If you prefer your coffee bitter, opt for a Ristretto – a variant of the Espresso with half the water. Dutch Colony Coffee makes an excellent ristretto, with a slightly nutty taste and a velvet sheen. As you grow your coffee love, you may want to check out Sarnie’s – where all their drinks are brewed with ristretto, which gives them a strong flavour.
Don’t get us started on all the variations of coffeeshop kopi.
2. Attend a cupping session
After you’ve started trying out the variants of coffee, you can expand your knowledge and rub shoulders with coffee experts at a cupping session. A short session that allows you to taste coffee and compare tasting notes with other connoisseurs, this is one way to grow your knowledge about the many varieties of coffee available and their tastes.
Common Man Coffee Roasters offers free cupping sessions the first Friday of the month from 3-4pm. As you grow your coffee knowledge, you can try attending more advanced classes, such as Common Man’s Sensory Skills & Coffee Knowledge class, or Central Perk’s Barista Workshop to increase your expertise.

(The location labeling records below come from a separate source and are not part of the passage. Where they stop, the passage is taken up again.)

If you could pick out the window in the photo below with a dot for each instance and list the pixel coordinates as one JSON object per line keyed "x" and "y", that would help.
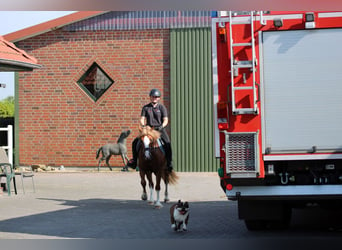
{"x": 95, "y": 82}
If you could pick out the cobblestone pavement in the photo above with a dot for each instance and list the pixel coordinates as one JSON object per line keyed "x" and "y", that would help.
{"x": 107, "y": 205}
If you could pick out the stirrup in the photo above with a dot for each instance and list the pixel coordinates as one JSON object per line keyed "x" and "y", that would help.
{"x": 132, "y": 164}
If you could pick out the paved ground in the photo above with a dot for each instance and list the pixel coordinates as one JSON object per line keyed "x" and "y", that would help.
{"x": 97, "y": 205}
{"x": 107, "y": 205}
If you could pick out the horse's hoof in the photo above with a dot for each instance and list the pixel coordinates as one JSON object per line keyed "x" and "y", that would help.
{"x": 158, "y": 206}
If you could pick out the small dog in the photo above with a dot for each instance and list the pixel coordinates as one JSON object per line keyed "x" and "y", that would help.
{"x": 179, "y": 213}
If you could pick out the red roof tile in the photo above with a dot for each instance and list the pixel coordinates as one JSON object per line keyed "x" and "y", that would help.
{"x": 15, "y": 59}
{"x": 51, "y": 25}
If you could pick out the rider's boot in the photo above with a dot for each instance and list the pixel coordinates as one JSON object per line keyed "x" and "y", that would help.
{"x": 132, "y": 163}
{"x": 168, "y": 155}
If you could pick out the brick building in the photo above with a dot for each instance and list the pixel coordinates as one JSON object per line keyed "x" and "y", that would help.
{"x": 97, "y": 70}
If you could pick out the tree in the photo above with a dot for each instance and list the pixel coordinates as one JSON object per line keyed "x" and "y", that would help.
{"x": 7, "y": 107}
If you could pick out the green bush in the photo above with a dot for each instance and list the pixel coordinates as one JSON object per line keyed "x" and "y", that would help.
{"x": 7, "y": 107}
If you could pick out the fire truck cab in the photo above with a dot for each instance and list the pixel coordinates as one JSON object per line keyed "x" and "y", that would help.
{"x": 277, "y": 84}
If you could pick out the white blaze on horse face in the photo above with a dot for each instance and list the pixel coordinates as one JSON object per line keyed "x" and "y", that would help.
{"x": 146, "y": 141}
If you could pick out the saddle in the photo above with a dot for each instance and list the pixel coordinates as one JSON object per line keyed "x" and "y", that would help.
{"x": 160, "y": 144}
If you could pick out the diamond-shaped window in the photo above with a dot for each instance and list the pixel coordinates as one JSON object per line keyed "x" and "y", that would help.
{"x": 95, "y": 82}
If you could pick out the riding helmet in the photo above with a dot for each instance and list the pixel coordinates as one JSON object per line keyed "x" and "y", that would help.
{"x": 155, "y": 92}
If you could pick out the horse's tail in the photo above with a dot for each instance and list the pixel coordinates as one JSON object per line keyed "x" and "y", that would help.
{"x": 98, "y": 152}
{"x": 173, "y": 178}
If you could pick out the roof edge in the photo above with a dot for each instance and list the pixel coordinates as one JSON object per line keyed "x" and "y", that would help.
{"x": 50, "y": 25}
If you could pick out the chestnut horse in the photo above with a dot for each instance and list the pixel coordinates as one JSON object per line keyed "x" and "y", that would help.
{"x": 152, "y": 160}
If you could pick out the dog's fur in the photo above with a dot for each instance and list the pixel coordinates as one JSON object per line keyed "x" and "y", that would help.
{"x": 110, "y": 149}
{"x": 179, "y": 214}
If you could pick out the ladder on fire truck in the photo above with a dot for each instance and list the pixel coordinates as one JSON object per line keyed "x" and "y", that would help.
{"x": 236, "y": 64}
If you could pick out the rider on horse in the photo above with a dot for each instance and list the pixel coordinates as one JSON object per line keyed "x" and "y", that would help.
{"x": 154, "y": 114}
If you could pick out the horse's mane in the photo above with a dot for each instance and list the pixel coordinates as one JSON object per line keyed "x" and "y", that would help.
{"x": 147, "y": 130}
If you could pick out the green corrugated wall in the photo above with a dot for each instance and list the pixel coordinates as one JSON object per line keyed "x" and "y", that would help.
{"x": 191, "y": 100}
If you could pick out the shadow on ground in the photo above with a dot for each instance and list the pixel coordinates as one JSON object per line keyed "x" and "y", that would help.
{"x": 135, "y": 219}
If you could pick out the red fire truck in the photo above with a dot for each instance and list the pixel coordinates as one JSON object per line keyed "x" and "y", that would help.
{"x": 277, "y": 84}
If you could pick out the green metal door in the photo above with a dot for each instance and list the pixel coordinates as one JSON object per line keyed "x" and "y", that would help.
{"x": 192, "y": 101}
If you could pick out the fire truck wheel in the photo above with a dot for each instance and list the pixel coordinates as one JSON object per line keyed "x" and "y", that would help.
{"x": 255, "y": 225}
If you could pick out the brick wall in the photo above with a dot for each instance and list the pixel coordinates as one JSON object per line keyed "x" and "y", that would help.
{"x": 59, "y": 124}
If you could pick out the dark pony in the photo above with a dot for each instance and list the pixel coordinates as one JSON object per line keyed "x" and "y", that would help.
{"x": 151, "y": 160}
{"x": 110, "y": 149}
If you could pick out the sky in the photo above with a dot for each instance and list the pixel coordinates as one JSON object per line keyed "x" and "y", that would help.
{"x": 11, "y": 21}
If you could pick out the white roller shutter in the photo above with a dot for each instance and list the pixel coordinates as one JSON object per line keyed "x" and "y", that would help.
{"x": 302, "y": 90}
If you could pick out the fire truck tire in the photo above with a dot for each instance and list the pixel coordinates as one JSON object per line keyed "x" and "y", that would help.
{"x": 255, "y": 225}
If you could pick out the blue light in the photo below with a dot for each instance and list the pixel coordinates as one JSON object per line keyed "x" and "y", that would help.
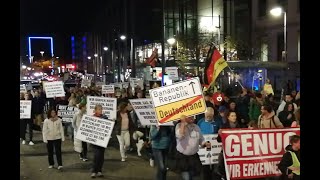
{"x": 35, "y": 37}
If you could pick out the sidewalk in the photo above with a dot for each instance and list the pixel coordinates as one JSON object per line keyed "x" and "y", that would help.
{"x": 34, "y": 164}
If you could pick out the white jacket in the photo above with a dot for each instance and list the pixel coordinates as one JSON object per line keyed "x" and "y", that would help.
{"x": 52, "y": 130}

3. Get to know your barista
It’s not always easy to have a chat with the barista at your local Starbucks, so maybe a smaller coffee joint will work better. Try Penny University on East Coast Road, the aforementioned Highlander Coffee, and Artistry cafe (closed). Baristas at smaller cafes tend to be more willing to speak to you about their creations, especially when it’s off-peak hours.
Head over to the counter with your drink and ask them about where their coffee comes from – this is a good way of establishing your interest in the drink. Follow up with questions about how they brew their drinks – do they roast the beans in-house or buy them from suppliers? You can even ask the baristas what their personal favourite drinks are! Not only will this give you some firsthand insight into the world of coffee craft, the recommendations baristas make may well lead you to find your new favourite blend or beans.
Cr: Seth Lui
4. Buy locally-produced coffee
If you’ve been buying your coffee from the supermarket, it’s time for an upgrade. While coffee connoisseurs are divided on the actual amount of time coffee can be stored, they agree that it should be no longer than a month. If that jar of Nescafe Gold has been serving you well for more than four weeks, it’s time to throw it out. Depending on your palate, there are several places for you to get locally roasted coffee. If you like blends or are looking to sample coffees from Asia and Africa, check out Papa Palheta – their coffee is served at Chye Seng Huat Hardware. Prefer something sweeter? Check out Yahava Koffeeworks, that stocks a range of coffee blends from Sumatra, Rwanda, and Columbia.
As your coffee knowledge grows, you can begin to branch out to different varietals, like the blends of Nylon Coffee. They stock espressos and brewed coffees and have tasting notes printed on their packaging. With the roast date stamped on the packaging, you can enjoy fresh coffee – the purveyors say within 4 weeks of the given date. You can even buy coffee beans and grind them to create your own blend, but more on that later.
5. Get some coffee paraphernalia
Doesn’t matter if you get a hand grinder or a professional one. When you start purchasing coffee grounds, you’ll want to start getting from bean to cup as quickly as possible in order to preserve the freshness of the drink. Simple hand grinders can cost upwards of $50, while the fancier mechanical ones are slightly more expensive. If you want to experiment with your coffee making technique, you can try using a Moka Pot to brew your coffee. Not only does it look fancy, coffee brewed in Moka pots has a heady aroma and a more full-bodied taste, according to experts.